Acknowledgement: I acknowledge that I have received a copy of this form and
the “Research Participant’s Bill of Rights.”
Consent: I have read the above and understand it and hereby consent to the
procedure(s) set forth.
_______________________
Printed Name of Participant
_______________________ _______________________
Signature of Participant Date
_______________________ _______________________
Signature of Principal Investigator Date
148
APPENDIX C
Delphi Study Round One Questionnaire
Sent to participants electronically via Google Forms:
https://docs.google.com/forms/d/e/1FAIpQLSduQALsinJHAL_WIeTelYVz0Pyx
E3Puc3XwDyIC0NN6VPk48g/viewform?usp=sf_link
Welcome to this Delphi Study on the use of Student Evaluations of Teachers
(SETs) to inform professional development and/or evaluation at the secondary level.
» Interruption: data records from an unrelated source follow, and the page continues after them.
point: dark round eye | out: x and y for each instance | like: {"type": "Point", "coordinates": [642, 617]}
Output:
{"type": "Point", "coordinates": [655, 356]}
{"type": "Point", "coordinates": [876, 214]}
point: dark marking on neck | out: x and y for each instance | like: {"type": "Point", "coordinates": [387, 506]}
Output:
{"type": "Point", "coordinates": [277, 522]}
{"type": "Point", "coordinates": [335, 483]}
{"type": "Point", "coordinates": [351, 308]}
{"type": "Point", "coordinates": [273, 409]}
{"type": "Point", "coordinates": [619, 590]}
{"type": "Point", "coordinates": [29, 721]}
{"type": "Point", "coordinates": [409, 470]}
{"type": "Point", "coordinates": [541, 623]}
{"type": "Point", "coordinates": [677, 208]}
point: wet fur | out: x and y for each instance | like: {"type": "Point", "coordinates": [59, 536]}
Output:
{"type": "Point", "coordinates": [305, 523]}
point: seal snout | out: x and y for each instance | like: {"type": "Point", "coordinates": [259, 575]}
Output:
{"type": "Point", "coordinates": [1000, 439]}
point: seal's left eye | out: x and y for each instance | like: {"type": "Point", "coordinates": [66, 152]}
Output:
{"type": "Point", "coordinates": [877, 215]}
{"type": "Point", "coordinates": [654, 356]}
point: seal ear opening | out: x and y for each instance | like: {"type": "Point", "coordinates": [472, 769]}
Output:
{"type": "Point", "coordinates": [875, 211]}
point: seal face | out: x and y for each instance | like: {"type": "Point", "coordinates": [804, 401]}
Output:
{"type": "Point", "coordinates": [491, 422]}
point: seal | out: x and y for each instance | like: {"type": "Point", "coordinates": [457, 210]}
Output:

We'll be involved in a few rounds of discussion on what we might put in such surveys
and how they could be used to improve how we evaluate and engage in professional
development with secondary school teachers. For this first round, we'll start with some
open-ended questions. As you answer them, feel free to expand on your responses,
providing insight and justification for your opinions. We'll also have a few more closed-
ended questions to help establish some of the logistics on the implementation and use of
SETs at the secondary level. If you have any questions about the questions, feel free to
contact me.
After I've received the group's responses, I'll be analyzing them and then forming
the second-round survey, where we'll work towards consensus on the content and use of
SETs. Most Delphi Studies end after the third round.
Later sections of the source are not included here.